The path forward is to practice recognizing when and where you’re doing this. Once you’re aware, you can make a conscious choice:
Do you dive deeper, revisiting first principles to build a more accurate understanding?
Or do you trust the heuristic/abstraction and move forward efficiently?
Practice recognizing this, and you will gain autonomy over the subconscious habit. Become comfortable shifting between first principles and high level abstractions.
How do I use this knowledge to create generational wealth and save my grandchildren from public transportation?
(for the chad urbanists, this can be read as “how can I become so wealthy that I may fix US city planning, such that my grandchildren won’t be subjected to the horrid public transit present in the states today”)
Non-diseased readers may exit the article here.
“Beware of heuristic thinking”, “Start from first principles”
Those of you in the crypto industry have likely heard statements that rhyme with these, such as
“Reasoning by analogy actively leads to the wrong conclusion”

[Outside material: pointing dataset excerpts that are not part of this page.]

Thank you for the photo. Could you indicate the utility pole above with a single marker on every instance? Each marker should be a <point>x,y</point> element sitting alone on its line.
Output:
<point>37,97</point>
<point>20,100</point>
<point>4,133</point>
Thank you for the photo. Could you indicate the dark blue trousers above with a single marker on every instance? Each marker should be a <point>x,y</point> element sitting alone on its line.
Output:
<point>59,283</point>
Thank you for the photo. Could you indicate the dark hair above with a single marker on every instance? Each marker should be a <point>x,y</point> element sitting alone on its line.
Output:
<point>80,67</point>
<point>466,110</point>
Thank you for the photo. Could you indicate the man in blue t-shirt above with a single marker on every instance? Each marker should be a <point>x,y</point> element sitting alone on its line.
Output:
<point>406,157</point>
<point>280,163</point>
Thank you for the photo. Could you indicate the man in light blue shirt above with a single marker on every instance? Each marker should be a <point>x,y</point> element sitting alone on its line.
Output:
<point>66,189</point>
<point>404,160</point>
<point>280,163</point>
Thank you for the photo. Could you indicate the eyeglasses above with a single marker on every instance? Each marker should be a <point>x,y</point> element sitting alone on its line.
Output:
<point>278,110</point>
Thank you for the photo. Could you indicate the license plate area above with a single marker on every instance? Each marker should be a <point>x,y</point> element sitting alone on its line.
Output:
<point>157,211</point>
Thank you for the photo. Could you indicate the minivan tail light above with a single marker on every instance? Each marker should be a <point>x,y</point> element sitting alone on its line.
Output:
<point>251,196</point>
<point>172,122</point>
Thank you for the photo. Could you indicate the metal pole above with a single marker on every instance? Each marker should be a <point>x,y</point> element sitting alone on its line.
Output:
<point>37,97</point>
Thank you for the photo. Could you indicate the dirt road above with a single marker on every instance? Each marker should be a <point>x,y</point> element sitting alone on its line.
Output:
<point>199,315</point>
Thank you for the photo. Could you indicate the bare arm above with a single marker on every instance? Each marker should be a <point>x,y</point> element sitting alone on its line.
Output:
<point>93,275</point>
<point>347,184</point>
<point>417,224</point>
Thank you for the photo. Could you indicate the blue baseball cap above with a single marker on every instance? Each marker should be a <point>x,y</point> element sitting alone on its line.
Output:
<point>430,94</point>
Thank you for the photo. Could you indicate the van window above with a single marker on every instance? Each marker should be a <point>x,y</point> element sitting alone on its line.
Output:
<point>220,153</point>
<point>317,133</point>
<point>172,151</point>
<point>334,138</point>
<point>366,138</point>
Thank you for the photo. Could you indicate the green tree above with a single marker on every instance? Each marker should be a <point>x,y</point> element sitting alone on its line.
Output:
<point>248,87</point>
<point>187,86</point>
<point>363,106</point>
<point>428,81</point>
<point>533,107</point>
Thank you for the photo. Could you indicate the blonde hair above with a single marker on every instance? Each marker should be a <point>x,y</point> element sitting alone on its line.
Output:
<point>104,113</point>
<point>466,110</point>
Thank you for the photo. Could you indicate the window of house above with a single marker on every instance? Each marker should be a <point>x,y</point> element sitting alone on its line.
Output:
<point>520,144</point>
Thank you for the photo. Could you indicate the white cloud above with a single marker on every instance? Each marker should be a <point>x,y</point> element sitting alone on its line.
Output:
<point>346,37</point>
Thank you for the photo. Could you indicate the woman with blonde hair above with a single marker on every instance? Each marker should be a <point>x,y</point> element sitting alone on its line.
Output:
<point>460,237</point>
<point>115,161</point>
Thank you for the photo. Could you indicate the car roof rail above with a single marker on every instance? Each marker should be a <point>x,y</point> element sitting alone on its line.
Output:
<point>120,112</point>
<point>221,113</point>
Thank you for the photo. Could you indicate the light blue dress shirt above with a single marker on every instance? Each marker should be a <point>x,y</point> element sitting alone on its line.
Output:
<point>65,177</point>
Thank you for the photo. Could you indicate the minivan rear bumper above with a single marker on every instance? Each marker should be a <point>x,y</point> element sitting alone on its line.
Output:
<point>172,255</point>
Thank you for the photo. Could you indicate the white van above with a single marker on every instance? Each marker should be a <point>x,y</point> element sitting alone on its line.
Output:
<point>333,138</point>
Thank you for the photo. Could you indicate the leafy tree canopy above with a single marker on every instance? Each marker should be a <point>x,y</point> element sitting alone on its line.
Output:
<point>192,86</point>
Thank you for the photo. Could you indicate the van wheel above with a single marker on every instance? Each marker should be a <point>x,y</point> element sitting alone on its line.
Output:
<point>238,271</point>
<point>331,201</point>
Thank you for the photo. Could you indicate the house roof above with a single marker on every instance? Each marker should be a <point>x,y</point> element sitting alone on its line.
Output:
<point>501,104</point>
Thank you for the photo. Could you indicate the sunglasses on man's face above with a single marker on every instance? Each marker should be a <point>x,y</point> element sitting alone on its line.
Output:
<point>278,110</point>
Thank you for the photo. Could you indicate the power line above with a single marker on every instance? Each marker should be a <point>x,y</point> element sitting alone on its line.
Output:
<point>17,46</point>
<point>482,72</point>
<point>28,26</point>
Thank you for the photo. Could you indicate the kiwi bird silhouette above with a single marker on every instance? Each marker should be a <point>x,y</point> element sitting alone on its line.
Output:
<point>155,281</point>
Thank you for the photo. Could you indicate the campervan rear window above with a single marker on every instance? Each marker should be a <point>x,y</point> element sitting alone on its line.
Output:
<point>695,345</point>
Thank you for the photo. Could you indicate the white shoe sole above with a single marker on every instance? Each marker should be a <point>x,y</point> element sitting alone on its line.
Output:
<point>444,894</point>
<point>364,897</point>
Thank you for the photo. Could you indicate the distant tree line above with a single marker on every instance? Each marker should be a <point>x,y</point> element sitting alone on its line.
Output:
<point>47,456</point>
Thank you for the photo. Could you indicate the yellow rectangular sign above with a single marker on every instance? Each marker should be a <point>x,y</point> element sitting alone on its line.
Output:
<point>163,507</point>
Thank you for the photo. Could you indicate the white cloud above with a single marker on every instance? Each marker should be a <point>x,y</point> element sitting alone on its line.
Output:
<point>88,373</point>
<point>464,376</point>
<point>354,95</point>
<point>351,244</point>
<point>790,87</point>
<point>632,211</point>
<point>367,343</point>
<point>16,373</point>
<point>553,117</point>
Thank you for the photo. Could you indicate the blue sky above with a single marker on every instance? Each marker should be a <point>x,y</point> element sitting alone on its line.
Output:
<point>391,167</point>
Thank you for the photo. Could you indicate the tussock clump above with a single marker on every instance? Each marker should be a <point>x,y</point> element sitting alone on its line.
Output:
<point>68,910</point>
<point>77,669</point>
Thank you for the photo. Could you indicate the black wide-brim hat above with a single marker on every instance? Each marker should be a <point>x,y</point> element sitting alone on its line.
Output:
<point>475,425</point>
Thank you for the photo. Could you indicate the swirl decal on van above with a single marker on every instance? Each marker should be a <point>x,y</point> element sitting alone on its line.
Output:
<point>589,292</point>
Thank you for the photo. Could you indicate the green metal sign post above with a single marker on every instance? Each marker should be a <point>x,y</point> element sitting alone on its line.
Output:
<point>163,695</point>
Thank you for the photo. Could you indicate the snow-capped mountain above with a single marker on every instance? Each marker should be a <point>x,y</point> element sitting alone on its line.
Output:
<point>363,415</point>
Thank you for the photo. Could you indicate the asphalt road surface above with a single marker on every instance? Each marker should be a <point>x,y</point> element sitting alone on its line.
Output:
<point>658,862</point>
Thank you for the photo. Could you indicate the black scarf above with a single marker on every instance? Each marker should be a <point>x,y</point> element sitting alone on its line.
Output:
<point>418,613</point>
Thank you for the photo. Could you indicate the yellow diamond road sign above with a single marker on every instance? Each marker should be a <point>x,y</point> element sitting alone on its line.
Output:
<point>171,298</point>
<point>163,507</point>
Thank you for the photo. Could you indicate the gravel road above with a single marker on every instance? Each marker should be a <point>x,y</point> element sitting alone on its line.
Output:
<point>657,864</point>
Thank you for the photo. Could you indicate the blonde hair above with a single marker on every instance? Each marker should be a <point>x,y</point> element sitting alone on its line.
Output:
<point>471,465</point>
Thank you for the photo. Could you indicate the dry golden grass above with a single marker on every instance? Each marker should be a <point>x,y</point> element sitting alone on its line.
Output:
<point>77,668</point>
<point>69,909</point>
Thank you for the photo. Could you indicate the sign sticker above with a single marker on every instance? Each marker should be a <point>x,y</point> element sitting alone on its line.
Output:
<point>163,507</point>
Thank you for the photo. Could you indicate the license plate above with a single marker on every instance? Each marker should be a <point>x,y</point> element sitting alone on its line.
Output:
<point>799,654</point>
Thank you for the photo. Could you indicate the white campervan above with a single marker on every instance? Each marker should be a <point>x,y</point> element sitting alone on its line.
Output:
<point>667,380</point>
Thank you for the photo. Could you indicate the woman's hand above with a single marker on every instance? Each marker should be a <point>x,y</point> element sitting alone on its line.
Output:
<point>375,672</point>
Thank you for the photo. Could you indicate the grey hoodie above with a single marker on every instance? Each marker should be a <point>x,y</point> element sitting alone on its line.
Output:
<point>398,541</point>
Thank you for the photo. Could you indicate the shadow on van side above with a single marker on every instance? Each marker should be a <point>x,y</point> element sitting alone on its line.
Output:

A pedestrian market participant may say, “This protocol is just like X but with Y.” While anchoring new concepts to existing knowledge can help you grasp technical details, it often leads to flawed assumptions about the protocol’s role in the broader market. Drawing surface-level parallels to other industries or past cycles will almost certainly result in building false foundations.
Importantly, first principles thinking from only a technical perspective is not enough. The best tech does not win, so understanding the tech ‘better’ is not the silver bullet. You can argue about protocol Z’s tech being better, but do you want to be right or do you want to make money? You must understand a product’s relative position in the broader market, and understand it from first principles.
This is where the danger lies for 2nd cycle participants: they start learning about the tech. They’ll left curve their way to gains in their 1st cycle, only to painfully mid curve the next. Learning about the underlying technology without commensurate knowledge of markets will make you a worse trader.
Break down all of your assumptions about the market. Start from the ground up. Challenge your existing ideas. Keep doing this and you’ll see patterns, the same way a technical analyst will see how the technical roadmaps of every crypto project rhyme.